Algebra Honors ( Period 4)

Solving Inequalities 5-2

Solving Inequalities 5-2

Again you will use your equation skills but this time use the Multiplicative Inverse Property as you would if you were balancing an equation.

ONE MAJOR DIFFERENCE FROM EQUATIONS:

When you multiply or divide by a NEGATIVE coefficient (to balance) you must SWITCH the inequality SYMBOL (this does NOT apply to adding or subtracting negatives) You must rewrite the problem as you divide by a negative as shown below:

If you want to understand why:    3 < 10      you know that is true

Now multiply both sides by -1 ( multiplication property of equality lets you do that)
but you get -3 < -10 but THAT IS NOT TRUE

You have to SWITCH THE SYMBOL to make it true  -3 > -10

REMEMBER: When you MULTIPLY or DIVIDE by a NEGATIVE, the symbol SWITCHES!
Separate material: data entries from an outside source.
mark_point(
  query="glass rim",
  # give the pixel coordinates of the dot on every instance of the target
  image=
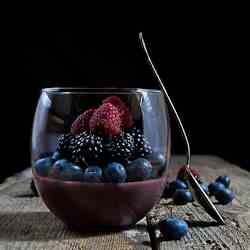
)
(85, 90)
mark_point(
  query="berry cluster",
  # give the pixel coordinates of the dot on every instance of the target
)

Doing 2 Steps with Inequality Signs:  same as equations except make sure you switch the symbols if you multiply or divide by a negative. (Rewrite that portion of the problem—as you multiply or divide)  Always finish with the variable on the left!

Check with whatever solution is the easiest in the solution set. If 0 fits—use it! 
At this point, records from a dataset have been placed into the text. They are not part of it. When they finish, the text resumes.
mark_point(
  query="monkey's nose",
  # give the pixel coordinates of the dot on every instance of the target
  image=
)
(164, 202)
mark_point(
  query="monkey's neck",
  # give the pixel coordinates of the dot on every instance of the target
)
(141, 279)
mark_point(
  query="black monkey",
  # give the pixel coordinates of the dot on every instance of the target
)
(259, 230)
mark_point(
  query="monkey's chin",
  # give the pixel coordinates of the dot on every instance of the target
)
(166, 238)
NEVER USE THE BOUNDARY NUMBER   for instance if your solution was x ≤  4  You could check with any number less than 4—BUT NEVER USE 4!

With two steps—before you start, you may want to clear fractions or decimals but if you don’t mind using them—just get started with the checklist below: If you want to clear them- you should do that right after you distribute ( which is between Steps 1 and 2 below)

1     1, Do Distributive Property first (if necessary) do it carefully

2      2.  Combine like terms on each side of the “WALL”

3   3.  “JUMP” the variables to one side of the wall—that is get all the variables on one side of the inequality by using the Additive Inverse Property (add or subtract using the opposite sign of the variable term

4     4.   Add or subtract

5      5.  Multiple or divide ( only FLIP THE SYMBOL if you multiply or divide by a NEGATIVE to balance)

     6.   Make sure the variable is on the LEFT side when finished.

Set builder notation

Get familiar with the following notation

{x│ x≥ 5} is read “ x SUCH THAT c is greater than or equal to 5”

Checking your solutions is an important set. Many students skip this step! Checking the solutions is especially important with inequalities because the direction of the inequality sign is often changed when writing solutions in set builder notation.